Finding ways to communicate—let alone compromise—with the Iranian government over divisive issues has been a key U.S. goal since the outset of the Obama administration. The Iranian obstacles to successful diplomacy are well documented: authoritarian governance; warring political elites; and a disputed presidential election that shattered an already fragile semblance of regime unity.This analysis is so wrong.
1) The Obama administration has never seriously engaged Iran's leadership. It is not interested in diplomacy and it never was. When Iran made a nuclear deal in 2010 with Turkey and Brazil that addressed the absurd demands of the White House, Prez. Obama rejected the deal. It proved that Obama was never interested in reaching an agreement with the Islamic Republic. Talking to Iran was never on his agenda.
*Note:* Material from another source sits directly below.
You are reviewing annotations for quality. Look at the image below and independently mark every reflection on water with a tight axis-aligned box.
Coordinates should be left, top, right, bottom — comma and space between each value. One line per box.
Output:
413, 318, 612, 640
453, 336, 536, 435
2) There was no proof of fraud in the 2009 Iranian presidential election. A "disputed presidential election" is a Washington-created phrase that serves to delegitimize a regime that is popular in Iran. It's not the greatest government in the world, but at least it is more popular than the war criminals in the U.S. government who want to bomb Iran.
To learn about the inaccuracy of the "election fraud" claim, read this excerpt from Flynt Leverett and Hillary Mann Leverett's 2010 article called, "Who's Really Misreading Tehran?":
From literally the morning after the election, the vast majority of Western journalists and U.S.-based Iran "experts" rushed to judgment that the outcome had to have been the result of fraud. These journalists and commentators largely succeeded in turning the notion of a fraudulent election in Iran into a "social fact" in the United States -- just as journalists like Judith Miller, formerly of the New York Times, and "experts" like Kenneth Pollack, an analyst at the Brookings Institution, helped turn myths about Saddam Hussein's weapons of mass destruction into "social facts" before the 2003 invasion of Iraq.
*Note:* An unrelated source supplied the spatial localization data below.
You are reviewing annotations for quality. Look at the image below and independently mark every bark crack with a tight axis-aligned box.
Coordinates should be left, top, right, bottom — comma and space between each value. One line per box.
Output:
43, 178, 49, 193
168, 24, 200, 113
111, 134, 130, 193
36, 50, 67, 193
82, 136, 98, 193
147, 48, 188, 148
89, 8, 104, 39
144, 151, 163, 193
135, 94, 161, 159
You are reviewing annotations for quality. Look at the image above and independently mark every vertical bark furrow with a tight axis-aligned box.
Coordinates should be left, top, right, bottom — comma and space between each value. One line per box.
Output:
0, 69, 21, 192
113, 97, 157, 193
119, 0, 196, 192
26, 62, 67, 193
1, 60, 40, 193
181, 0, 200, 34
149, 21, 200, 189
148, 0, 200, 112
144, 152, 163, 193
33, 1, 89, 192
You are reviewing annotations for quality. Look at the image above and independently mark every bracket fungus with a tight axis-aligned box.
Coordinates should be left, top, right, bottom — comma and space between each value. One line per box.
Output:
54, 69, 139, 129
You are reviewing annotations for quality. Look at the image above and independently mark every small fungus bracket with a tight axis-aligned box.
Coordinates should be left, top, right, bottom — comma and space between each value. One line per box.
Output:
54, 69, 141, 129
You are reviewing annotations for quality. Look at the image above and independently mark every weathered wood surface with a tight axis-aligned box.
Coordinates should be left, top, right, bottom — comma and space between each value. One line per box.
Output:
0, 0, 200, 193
But there has never been a shred of hard evidence offered to back up the assertion of electoral fraud. For many, a "preliminary analysis" of the official results by University of St. Andrews Iranian studies professor Ali Ansari and two collaborators, published by Chatham House nine days after the election, was taken as scholarly ratification for an already dominant Western narrative about what had happened. But the extent of the evidentiary and analytic flaws in the Chatham House report is breathtaking. Don't just take our word for it. We refer anyone who is interested to two impressively meticulous and thorough reviews of the 2009 election process and results. One, by two Iranian scholars living outside the Islamic Republic, systematically goes through all the points adduced by Ansari and his collaborators -- alleged irregularities and anomalies in voter turnout, the sourcing of President Mahmoud Ahmadinejad's votes, the alleged underperformance of opposition candidate Mir Hossein Mousavi (an ethnic Azeri) in Azeri-majority provinces and his fellow disappointed presidential hopeful Mehdi Karroubi in his home province, perceptions of statistical anomalies in the official results, etc. -- and offers devastatingly persuasive rejoinders on every point.
The other paper, by Eric Brill, an American lawyer, also offers a powerful refutation to Ansari and his colleagues about the official results. But Brill goes on to review the various complaints about the electoral process and results that have been widely alleged -- though never in any formal or documented way -- by Mousavi and his supporters: registered observers turned away or later ordered to leave, Mousavi votes thrown away, ballot boxes stuffed with Ahmadinejad votes, pens with disappearing ink, and vote counts either misreported from the field or altered once they reached the Interior Ministry in Tehran.
Brill dismantles all these allegations. He also underscores a critically important point: To this day, Mousavi has not identified a single polling station where any of this supposedly occurred. During our most recent visit to Tehran earlier this year, we spoke with Iranians who said they had voted for Mousavi (one had even worked for Mousavi's campaign) and, when Mousavi charged afterward that there had been electoral fraud, turned out to protest in the first few days after June 12, 2009. But, when Mousavi failed to produce evidence substantiating his public claims, these people lost faith in him.